Women’s History Month: Edwardian Public Toilets and Social History
The Museum is rightly proud of its Edwardian public conveniences. When you look at the pictures of the sad, dilapidated building in Caversham and then at the smart, useful toilet block as it now is, with its wonderful Edwardian detail, you realise exactly what it is that the Museum achieves. However, more than this, the building represents a much greater issue in our social history. Had it been erected a few years earlier, there would have been no need for the ‘WOMEN’ sign because public toilets were generally not provided for women in Victorian Britain.
Public conveniences began to be provided from 1851 onwards, largely following the Great Exhibition held in that year, but they were only for men. One explanation is that this was because women were too modest to answer the call of nature when away from home; certainly at this time they were seen very much as living in the ‘private sphere’, staying at home, submissive to their husbands.

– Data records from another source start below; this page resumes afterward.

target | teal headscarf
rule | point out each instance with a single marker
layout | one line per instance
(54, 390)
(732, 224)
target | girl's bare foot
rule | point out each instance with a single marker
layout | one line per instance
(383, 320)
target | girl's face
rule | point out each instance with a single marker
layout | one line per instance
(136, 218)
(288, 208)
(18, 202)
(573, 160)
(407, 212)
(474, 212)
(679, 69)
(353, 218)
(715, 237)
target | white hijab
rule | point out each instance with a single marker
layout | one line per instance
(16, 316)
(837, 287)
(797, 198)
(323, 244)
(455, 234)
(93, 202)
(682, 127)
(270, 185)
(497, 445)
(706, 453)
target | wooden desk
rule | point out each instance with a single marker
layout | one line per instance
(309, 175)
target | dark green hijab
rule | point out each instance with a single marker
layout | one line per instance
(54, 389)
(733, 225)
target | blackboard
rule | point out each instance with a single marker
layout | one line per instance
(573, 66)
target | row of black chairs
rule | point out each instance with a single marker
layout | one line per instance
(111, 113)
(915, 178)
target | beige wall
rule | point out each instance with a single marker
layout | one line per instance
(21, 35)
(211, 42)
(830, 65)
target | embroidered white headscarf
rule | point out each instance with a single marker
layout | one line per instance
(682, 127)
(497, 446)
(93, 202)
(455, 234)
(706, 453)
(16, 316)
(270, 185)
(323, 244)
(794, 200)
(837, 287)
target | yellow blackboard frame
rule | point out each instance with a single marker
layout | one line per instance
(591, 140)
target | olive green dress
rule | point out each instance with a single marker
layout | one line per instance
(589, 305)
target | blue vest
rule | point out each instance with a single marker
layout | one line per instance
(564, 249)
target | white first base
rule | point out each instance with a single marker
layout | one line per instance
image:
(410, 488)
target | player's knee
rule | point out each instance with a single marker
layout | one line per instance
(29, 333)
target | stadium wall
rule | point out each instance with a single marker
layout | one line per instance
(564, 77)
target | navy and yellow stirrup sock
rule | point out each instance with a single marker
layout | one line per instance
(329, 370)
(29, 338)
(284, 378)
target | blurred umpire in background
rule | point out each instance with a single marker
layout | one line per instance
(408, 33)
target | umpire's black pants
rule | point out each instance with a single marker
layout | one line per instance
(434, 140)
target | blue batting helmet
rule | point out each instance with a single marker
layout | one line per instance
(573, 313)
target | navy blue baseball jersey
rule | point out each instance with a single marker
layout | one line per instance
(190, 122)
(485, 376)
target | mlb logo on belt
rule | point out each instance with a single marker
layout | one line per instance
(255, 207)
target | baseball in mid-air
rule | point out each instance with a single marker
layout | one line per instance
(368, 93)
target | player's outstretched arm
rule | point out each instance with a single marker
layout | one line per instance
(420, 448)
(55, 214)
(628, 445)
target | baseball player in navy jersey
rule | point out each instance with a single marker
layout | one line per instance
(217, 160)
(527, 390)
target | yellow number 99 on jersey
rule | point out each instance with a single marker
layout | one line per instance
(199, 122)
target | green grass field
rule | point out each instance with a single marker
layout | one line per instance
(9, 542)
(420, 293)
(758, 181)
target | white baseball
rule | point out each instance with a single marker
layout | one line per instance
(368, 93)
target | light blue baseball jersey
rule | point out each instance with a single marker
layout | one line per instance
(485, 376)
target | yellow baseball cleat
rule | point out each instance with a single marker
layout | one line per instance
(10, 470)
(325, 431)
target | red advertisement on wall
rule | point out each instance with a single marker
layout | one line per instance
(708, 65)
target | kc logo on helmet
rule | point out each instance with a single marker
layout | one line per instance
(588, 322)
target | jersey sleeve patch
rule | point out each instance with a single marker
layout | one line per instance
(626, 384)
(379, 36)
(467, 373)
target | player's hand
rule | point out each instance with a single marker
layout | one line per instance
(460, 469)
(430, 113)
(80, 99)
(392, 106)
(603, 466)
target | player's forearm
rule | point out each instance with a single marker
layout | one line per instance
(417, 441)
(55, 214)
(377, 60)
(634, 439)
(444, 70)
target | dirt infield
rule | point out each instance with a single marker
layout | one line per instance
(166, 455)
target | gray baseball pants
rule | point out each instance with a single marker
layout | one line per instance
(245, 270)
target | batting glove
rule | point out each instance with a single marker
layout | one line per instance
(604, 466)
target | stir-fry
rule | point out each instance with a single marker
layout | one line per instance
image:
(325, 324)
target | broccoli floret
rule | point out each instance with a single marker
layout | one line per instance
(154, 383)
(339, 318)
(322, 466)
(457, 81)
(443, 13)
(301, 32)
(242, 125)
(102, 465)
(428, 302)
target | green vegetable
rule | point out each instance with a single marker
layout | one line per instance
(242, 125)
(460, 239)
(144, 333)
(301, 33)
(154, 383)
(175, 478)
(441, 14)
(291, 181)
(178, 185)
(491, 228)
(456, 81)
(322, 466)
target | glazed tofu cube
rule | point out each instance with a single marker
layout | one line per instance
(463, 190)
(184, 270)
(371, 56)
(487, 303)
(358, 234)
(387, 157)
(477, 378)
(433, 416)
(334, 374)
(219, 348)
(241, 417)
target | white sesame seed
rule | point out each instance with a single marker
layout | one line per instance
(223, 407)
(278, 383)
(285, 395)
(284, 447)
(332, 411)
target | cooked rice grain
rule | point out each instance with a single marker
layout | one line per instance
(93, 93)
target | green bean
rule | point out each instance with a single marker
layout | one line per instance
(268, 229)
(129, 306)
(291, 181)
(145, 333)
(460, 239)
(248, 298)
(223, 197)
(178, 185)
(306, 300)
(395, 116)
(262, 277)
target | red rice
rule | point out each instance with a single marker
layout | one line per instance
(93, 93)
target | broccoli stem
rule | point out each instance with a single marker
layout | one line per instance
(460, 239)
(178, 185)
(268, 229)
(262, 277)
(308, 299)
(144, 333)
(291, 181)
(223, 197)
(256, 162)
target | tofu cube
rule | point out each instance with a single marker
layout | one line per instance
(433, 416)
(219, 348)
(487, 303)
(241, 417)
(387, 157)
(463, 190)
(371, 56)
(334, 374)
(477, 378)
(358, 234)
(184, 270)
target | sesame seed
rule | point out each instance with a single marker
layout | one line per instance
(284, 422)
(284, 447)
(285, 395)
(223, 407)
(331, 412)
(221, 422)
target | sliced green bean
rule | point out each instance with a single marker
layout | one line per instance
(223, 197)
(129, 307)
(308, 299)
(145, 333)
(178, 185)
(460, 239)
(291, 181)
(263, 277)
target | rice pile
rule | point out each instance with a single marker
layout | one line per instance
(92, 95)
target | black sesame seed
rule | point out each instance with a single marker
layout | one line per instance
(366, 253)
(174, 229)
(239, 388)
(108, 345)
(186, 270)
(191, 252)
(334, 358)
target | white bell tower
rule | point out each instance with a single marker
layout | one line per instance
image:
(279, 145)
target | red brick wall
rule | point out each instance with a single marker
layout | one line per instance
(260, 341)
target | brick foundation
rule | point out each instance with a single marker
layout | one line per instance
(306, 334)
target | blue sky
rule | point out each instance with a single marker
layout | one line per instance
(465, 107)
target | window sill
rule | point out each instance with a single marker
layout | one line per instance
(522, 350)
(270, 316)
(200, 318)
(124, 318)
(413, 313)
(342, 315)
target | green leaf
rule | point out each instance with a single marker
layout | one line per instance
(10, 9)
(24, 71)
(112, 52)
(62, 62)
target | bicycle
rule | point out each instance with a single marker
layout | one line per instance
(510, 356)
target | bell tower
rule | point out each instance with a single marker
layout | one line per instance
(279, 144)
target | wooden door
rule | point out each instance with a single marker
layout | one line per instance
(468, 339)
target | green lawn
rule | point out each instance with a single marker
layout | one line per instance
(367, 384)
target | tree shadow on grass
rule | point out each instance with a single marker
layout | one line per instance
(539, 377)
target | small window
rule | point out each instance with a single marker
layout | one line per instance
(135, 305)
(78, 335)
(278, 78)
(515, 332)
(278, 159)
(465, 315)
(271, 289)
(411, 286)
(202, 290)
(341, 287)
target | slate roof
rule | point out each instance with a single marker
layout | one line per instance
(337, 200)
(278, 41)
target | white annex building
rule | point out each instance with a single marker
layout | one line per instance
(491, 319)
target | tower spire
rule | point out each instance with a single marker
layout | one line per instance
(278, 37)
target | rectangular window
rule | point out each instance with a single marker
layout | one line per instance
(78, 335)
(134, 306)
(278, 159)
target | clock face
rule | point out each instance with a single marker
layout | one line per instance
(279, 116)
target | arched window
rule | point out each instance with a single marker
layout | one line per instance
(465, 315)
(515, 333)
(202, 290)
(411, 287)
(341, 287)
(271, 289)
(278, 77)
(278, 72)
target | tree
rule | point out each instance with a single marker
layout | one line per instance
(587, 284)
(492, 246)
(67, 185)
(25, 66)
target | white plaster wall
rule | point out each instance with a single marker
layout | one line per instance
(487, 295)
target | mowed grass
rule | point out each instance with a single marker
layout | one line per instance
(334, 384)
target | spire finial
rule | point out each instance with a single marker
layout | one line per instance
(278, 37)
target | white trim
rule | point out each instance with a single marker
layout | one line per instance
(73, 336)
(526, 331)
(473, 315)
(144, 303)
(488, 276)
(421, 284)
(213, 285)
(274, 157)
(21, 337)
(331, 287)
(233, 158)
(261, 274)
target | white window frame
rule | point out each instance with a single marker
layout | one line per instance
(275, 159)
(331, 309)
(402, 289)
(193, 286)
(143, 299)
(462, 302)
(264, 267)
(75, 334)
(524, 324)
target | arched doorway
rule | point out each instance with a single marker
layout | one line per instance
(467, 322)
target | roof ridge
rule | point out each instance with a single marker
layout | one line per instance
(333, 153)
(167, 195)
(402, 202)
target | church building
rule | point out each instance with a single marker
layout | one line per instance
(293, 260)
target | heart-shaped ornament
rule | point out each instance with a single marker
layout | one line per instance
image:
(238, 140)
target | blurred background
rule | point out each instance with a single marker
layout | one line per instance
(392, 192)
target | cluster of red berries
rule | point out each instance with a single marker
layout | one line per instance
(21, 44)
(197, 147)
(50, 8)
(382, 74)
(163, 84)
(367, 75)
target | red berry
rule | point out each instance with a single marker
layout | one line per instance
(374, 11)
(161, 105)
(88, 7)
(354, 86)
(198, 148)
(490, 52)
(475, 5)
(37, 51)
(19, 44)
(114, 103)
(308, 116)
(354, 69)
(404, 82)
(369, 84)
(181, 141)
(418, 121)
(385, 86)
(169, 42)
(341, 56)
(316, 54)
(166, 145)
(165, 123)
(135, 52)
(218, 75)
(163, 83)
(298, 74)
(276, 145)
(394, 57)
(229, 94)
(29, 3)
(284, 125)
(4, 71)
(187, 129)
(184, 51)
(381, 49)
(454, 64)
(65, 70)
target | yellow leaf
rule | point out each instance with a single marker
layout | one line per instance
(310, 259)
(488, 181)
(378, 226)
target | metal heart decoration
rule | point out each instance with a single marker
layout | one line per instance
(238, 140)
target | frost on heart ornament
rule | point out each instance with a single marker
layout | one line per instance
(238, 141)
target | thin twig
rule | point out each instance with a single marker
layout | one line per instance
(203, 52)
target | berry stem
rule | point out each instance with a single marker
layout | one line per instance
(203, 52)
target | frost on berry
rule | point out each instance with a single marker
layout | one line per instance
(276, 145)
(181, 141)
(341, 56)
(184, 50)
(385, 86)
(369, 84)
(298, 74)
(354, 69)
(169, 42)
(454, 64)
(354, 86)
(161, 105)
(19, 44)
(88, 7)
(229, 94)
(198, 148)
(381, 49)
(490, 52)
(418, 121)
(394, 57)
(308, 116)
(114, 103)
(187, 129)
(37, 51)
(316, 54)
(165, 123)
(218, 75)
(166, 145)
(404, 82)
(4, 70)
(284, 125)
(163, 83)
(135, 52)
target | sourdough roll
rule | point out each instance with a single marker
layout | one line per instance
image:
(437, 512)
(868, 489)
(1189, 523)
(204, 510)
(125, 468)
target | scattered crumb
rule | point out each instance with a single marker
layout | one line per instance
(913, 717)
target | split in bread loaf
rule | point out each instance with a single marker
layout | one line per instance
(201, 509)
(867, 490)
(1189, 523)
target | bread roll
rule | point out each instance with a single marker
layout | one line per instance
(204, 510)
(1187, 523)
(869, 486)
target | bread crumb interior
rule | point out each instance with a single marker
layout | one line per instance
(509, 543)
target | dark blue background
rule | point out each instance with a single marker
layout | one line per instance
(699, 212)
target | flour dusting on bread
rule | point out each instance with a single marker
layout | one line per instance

However, the lack of public toilets greatly affected the extent to which women could leave their houses. They had to plan their excursions to include areas where they could relieve themselves and so often travelled no further than the homes of family and friends. This is sometimes referred to as the ‘urinary leash’, a form of control of women’s activities.
From the 1850s onwards, the Ladies Sanitary Association campaigned for the provision of women’s toilets. They had some success as women’s toilets slowly began to be opened throughout Britain. Interestingly, some of the first were opened in the West End of London in the 1880s to allow women to shop for longer. However, erection of women’s public toilets was often opposed by men who objected to them being placed next to men’s toilets and sometimes took to sabotaging them. It was not until the advent of the First World War, when women began to work in the public sphere that the provision of women’s toilets really began to be taken seriously.
Written by Paula Lacey, Museum Volunteer
As we look back on this period of social change in the Edwardian era it would be easy to think that the provision of public toilets is no longer an issue. In 2021 it was estimated that Britain had lost over 50% of its public toilets in the past 10 years. The Victorian ‘urinary leash’ that kept women near to home due to the lack of public toilets is still relevant today and now affects a wider group of people. We may find that both men’s and women’s public toilets become a rare sight over the next few decades.